Two NRP Knesset members representing the party’s “young guard”–Zevulun Hammer and Yehuda Ben Meir–met with Defense Minister Moshe Dayan in Tel Aviv yesterday to solicit his support for a broad-based coalition. Dayan reportedly told them that he deferred to Premier Golda Meir on that matter and indicated he would not initiate any steps. Mrs. Meir adamantly opposes any coalition that would include Likud.

Dayan also met yesterday with Likud leader Menachem Beigin at Dayan’s home in Tel Aviv. No disclosures were made on that meeting except an announcement that the two had discussed topics of “mutual interest.” Beigin is due to meet tomorrow with NRP leader, Dr. Yosef Burg, to discuss the possibilities of a national coalition. Beigin said last night that there was definitely a basis for establishing a broad coalition. He told the central committee of Likud’s Herut wing that the way was open to find a formula for basic policy lines on which a wall-to-wall coalition could be formed.

OTHER MOVES UNDER CONSIDERATION

But Sapir and Labor Party Secretary General Aharon Yadlin said just the opposite at a meeting of the Labor Alignment center. They both stressed that Likud’s opposition to territorial compromise would prevent Israel from continuing with the Geneva peace talks. Most political observers believe that the NRP will eventually abandon its efforts to form a national coalition and join with Labor despite severe pressure from the party’s more militant wing. They also believe that prospects for drawing the Orthodox Aguda bloc into a Labor coalition have diminished.

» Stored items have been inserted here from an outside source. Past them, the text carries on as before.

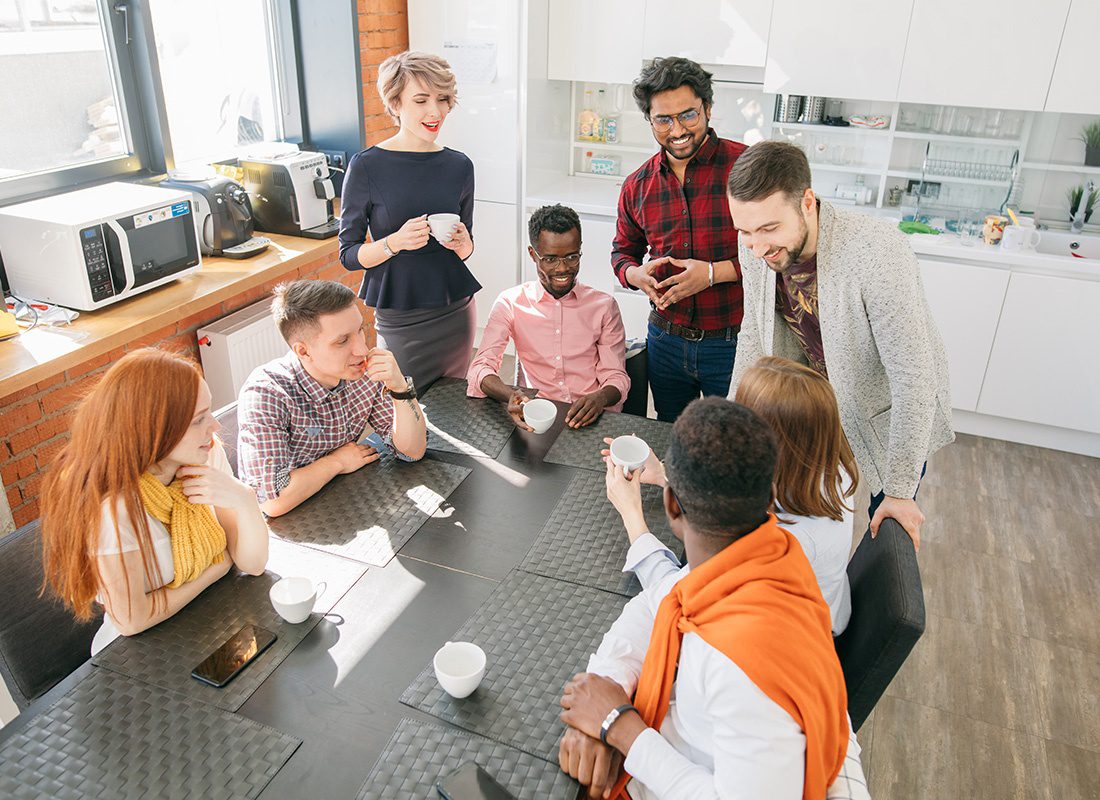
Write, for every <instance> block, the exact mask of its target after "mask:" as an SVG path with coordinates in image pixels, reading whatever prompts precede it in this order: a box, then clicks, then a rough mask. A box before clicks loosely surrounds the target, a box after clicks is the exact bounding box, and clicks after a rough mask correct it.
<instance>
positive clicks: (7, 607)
mask: <svg viewBox="0 0 1100 800" xmlns="http://www.w3.org/2000/svg"><path fill="white" fill-rule="evenodd" d="M42 579H43V572H42V534H41V530H40V527H38V522H37V520H35V522H33V523H29V524H27V525H24V526H23V527H21V528H20V529H19V530H17V531H15V533H13V534H9V535H8V536H4V537H3V538H0V677H2V678H3V681H4V683H7V686H8V689H9V691H10V692H11V695H12V699H13V700H14V701H15V705H17V706H19V709H20V710H22V709H25V708H26V706H27V705H29V704H30V703H31V701H33V700H35V699H36V698H38V697H41V695H42V694H44V693H45V692H47V691H50V689H52V688H53V687H54V686H55V684H56V683H57V682H58V681H61V680H62V679H63V678H65V677H66V676H67V675H68V673H69V672H72V671H73V670H75V669H76V668H77V667H79V666H80V665H81V664H84V662H85V661H87V660H88V657H89V655H90V653H91V639H92V638H94V637H95V635H96V631H98V629H99V626H100V624H101V623H102V615H99V616H98V617H97V618H96V620H94V621H92V622H88V623H80V622H77V621H76V618H75V617H74V616H73V614H72V612H69V610H68V609H66V607H65V606H64V605H62V604H61V603H59V602H58V601H57V600H55V599H54V598H53V595H51V594H50V593H46V594H44V595H42V596H38V591H40V590H41V589H42Z"/></svg>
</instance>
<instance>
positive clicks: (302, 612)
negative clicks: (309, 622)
mask: <svg viewBox="0 0 1100 800" xmlns="http://www.w3.org/2000/svg"><path fill="white" fill-rule="evenodd" d="M321 585H322V587H326V584H324V582H323V581H321ZM326 588H327V587H326ZM321 591H324V589H323V588H322V589H321ZM268 596H270V598H271V601H272V605H273V606H275V611H277V612H278V615H279V616H281V617H283V618H284V620H286V621H287V622H288V623H290V624H297V623H299V622H305V621H306V620H308V618H309V614H310V613H311V612H312V611H313V602H315V601H316V600H317V587H315V585H313V582H312V581H311V580H309V579H308V578H300V577H297V576H293V577H289V578H283V579H282V580H279V581H277V582H276V583H275V585H273V587H272V588H271V591H270V592H268Z"/></svg>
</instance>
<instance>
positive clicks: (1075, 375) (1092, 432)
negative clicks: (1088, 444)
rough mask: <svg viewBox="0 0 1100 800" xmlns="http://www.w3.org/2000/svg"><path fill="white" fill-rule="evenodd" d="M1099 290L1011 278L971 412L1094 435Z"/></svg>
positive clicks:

It appeared today that the major obstacle to a Labor-NRP-ILP coalition lay in reconciling the divergent positions of the NRP and the Liberals. ILP leader Moshe Kol has suggested a new coalition government without any binding policy lines, meaning that its members would be allowed to vote according to their conscience on such vital matters as the issue of “Who is a Jew?” and Gideon Hausner’s controversial bill to institute limited civil marriage in Israel.

As an alternative, Kol proposed a coalition of the Labor Alignment, the ILP and Shulamit Aloni’s new Civil Rights list which would command 61 seats in the 120-member Knesset including the three Labor-aligned Arab seats. According to Kol, either alternative could serve as the starting point for a wider coalition embracing Likud.